The heist drama is a movie genre that has long since worn out its welcome. It hit its grand pinnacle with 1975’s Dog Day Afternoon, and has long since run into an overwrought, predictable lure of turns and morals.

So, I went into Inside Man with much trepidation. Despite a cast that would make Robert Altman weep, I was still leery that I’d be sitting through a boring, “let’s-save-the-world” crime drama. Thankfully, Spike Lee doesn’t do boring and simple.

Inside Man is that rare movie which is much better than its average previews. The film starts out rather inanely, establishing the good guys (Denzel Washington) and the bad (Clive Owen).

Then it shoots things up, with no one’s intentions entirely what they seem. Owen and his counterparts appear to be creating a sense of chaos, but aren’t really out for the profits that come with heisting a central bank in Manhattan.
Washington is neither a hero nor a villain, but simply an opportunist, trying to play this predicament to his advantages.
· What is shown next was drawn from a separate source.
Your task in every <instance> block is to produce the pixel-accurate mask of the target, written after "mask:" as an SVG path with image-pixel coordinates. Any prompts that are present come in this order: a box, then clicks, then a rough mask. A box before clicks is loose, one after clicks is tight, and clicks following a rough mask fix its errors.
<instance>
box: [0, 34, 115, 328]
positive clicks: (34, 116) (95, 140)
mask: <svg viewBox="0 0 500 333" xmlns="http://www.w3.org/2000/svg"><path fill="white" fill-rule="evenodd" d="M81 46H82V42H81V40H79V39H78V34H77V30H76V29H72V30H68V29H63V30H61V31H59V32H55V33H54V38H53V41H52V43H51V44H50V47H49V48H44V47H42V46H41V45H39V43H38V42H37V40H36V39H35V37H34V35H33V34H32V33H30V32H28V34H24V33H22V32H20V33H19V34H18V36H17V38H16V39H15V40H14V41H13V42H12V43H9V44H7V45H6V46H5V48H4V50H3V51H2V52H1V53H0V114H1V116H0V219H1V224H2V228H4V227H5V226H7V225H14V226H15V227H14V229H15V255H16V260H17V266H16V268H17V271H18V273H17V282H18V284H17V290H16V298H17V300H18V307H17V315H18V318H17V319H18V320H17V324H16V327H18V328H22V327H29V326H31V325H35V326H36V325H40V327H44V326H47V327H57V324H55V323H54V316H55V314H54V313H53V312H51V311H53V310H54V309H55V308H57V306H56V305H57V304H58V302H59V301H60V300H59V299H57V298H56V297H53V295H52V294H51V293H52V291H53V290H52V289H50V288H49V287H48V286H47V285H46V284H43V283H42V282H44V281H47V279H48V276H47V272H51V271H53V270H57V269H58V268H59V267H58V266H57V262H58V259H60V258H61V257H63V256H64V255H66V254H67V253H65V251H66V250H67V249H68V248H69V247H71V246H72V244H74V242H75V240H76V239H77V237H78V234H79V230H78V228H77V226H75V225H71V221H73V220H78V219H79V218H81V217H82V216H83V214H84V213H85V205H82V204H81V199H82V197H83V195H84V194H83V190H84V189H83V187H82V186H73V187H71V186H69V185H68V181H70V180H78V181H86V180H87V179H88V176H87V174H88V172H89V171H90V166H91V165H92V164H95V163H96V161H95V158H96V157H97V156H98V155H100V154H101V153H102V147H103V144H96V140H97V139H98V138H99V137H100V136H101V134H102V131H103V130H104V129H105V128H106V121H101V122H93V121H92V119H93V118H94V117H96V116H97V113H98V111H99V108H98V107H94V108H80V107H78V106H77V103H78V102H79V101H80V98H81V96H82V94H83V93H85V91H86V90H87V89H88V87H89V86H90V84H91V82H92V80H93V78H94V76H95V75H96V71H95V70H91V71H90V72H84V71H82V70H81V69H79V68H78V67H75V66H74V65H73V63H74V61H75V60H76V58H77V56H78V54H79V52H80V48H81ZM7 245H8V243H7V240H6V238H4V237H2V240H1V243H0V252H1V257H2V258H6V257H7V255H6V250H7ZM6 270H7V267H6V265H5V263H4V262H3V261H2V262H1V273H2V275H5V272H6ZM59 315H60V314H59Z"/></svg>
And certainly not Jodie Foster’s slick real estate/crime lord, who struts around slinging like Uma Thurman in Kill Bill. Even Christopher Plummer, playing a billionaire bank president, leaves open a good deal of imagination toward his intentions.

However, great casts are won and lost on whether the director can handle them, and this is where Lee uses his years of living in Brooklyn to compare the post-9/11 world of New York in a situation like this (rather cleverly, Lee never mentions the tragedies at the World Trade Center, but you can find the actions of the hostages and police echoing the attacks in every nervous plea).

The film also targets racism and sexism, and shoves humor into its plot, but the lines are thrown out with such vindictive determination that one can’t tell if they’re supposed to laugh or just cling to the popcorn.

The twists and thrills are nail-biters, but they are so slow the audience feels more of a clawing-the-armrest sort of panic rather than a jump-out-of-there-seat shock. In one particularly nasty scene, Owen takes every hostage’s cell phone, only to torture the man who is hiding his phone in his office.

The plot remains a head scratcher right up until the end, and even when you suspect you have some of the mystery solved, there are enough nagging questions to keep your radar alert.

The only major flaw in the film comes in its last moments, when Lee’s first major venture into Hollywood gives a couple of clearly Hollywood endings. I suspect that sappy producer Brian Grazer, the man behind Cinderella Man and The Grinch, is partially to blame for the change of pace at the end. It would have been nicer had Lee’s first venture into mainstream movies avoided some of the trite cliches of the box office muscle makers, but why quibble with the best crime drama since The Usual Suspects?